Мы с тётей Павлиной уже не заснули до самого утра. Вокруг храпели оранги, съёжившись, дремали мелкие, и то один, то другой начинал тихонечко повизгивать: должно быть, им снилось держи-дерево; дремали даже сторожа, просыпаясь только для того, чтобы подкинуть в огонь хвороста. А мы с тётей не спали. Я никак не мог забыть распластанные тела мелких, летящие через огонь, тётя же Павлина смотрела в костёр и о чём-то думала.
— А что, если оно снова вернётся? — спросил я через некоторое время.
— Не вернётся. Иначе оранги не спали бы так спокойно. Наверное, держи-дерево, поймав добычу, долго её переваривает.
— Как удав?
— Может быть, как удав.
— А если другое приползёт? Голодное?
— Вряд ли, — ответила, подумав, тётя Павлина. — Скорее всего у держи-дерева, как у каждого хищника, есть свои охотничьи угодья, которые она ревниво оберегает от других… Так что вряд ли поблизости есть другое держи-дерево.
Потом мы долго молчали. Я всё думал, куда нас ведут и что с нами сделают. А ещё думал про папу: мне почему-то казалось, что мы обязательно с ним встретимся…
Выступили рано: до восхода солнца. Высокая трава было покрыта росой, и мы сразу же промокли, и я замёрз, хотя было довольно тепло. Не успели пройти и километра, как мелкие, которые бежали впереди, внезапно подняли шум, погнались за кем-то. Они то ныряли с головой в траву, то снова появлялись — травили какое-то невидимое отсюда животное.

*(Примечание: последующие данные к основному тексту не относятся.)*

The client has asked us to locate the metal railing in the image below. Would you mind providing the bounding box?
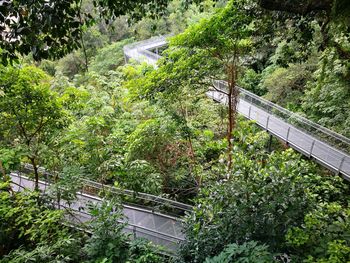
[122,37,350,180]
[11,173,184,253]
[214,80,350,153]
[21,164,193,217]
[207,81,350,180]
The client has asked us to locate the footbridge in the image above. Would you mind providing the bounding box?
[10,165,192,254]
[124,36,350,180]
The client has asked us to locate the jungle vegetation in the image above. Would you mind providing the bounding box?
[0,0,350,263]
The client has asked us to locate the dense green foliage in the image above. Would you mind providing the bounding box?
[0,0,350,263]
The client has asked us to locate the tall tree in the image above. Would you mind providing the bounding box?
[145,0,256,169]
[0,67,67,189]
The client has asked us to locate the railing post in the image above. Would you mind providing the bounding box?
[132,226,136,239]
[286,126,290,143]
[338,156,345,174]
[266,115,270,130]
[309,140,315,158]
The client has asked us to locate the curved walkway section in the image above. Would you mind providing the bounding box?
[11,173,184,253]
[124,36,350,180]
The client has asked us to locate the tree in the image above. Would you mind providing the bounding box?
[151,0,256,169]
[0,0,202,64]
[0,67,67,189]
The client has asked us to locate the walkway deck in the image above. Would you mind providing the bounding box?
[124,37,350,180]
[11,173,184,253]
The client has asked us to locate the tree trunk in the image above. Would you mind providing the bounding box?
[29,157,39,191]
[227,64,239,170]
[0,160,6,181]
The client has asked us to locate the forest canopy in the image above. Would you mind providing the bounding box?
[0,0,350,263]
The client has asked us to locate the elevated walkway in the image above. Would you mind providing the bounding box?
[124,36,350,180]
[11,172,187,254]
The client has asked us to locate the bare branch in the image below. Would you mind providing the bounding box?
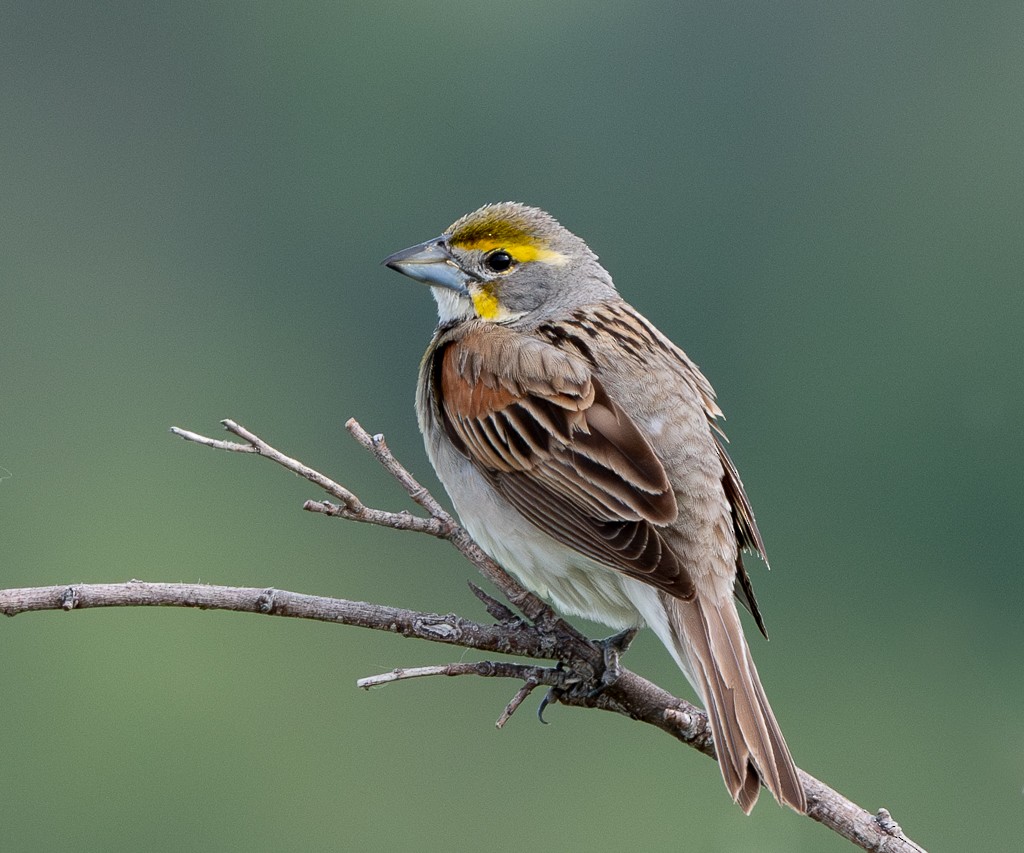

Вот они наконец его догнали, сбились, покатились огромным клубком: животное, должно быть, отчаянно защищалось. Тогда старший оранг бросил короткую команду, и два оранга, тяжело ступая, побежали в ту сторону.
Разметали клубок, кого-то сгребли, закричали торжествующе.
— Жора! — ахнула тётя Павлина.
Жорка ещё сопротивлялся, цепляясь ногами за траву, но что он мог поделать против чудовищной силы орангов!
На Жорку нельзя было смотреть без жалости: покусанный, поцарапанный, он всё ещё продолжал отбрыкиваться, не понимая, должно быть, что любое сопротивление бесполезно. И лишь увидев нас, Жорка затих, опустил голову.
Столпившись вокруг, оранги долго его разглядывали. Потом о чём-то совещались, даже спорили, и мелкие подпрыгивали, радуясь удачной охоте. Я с ненавистью смотрел на них и уже жалел, что их всех не покидали держи-дереву.
Наконец, оранги пришли к какому-то решению: схватили Жорку за руки, подтащили к нам.
Теперь мы шли втроём. Жорка, немного придя в себя, стал рассказывать, что он делал после того, как нас захватили оранги.
Он успел тогда взобраться на дерево, и его не заметили. Дождавшись, пока мы отойдём, Жорка спустился на землю. Он сразу же решил идти за нами, чтобы выследить, куда нас поведут. Надеялся потом как-то добраться до дома и рассказать, что с нами случилось и куда нас увели.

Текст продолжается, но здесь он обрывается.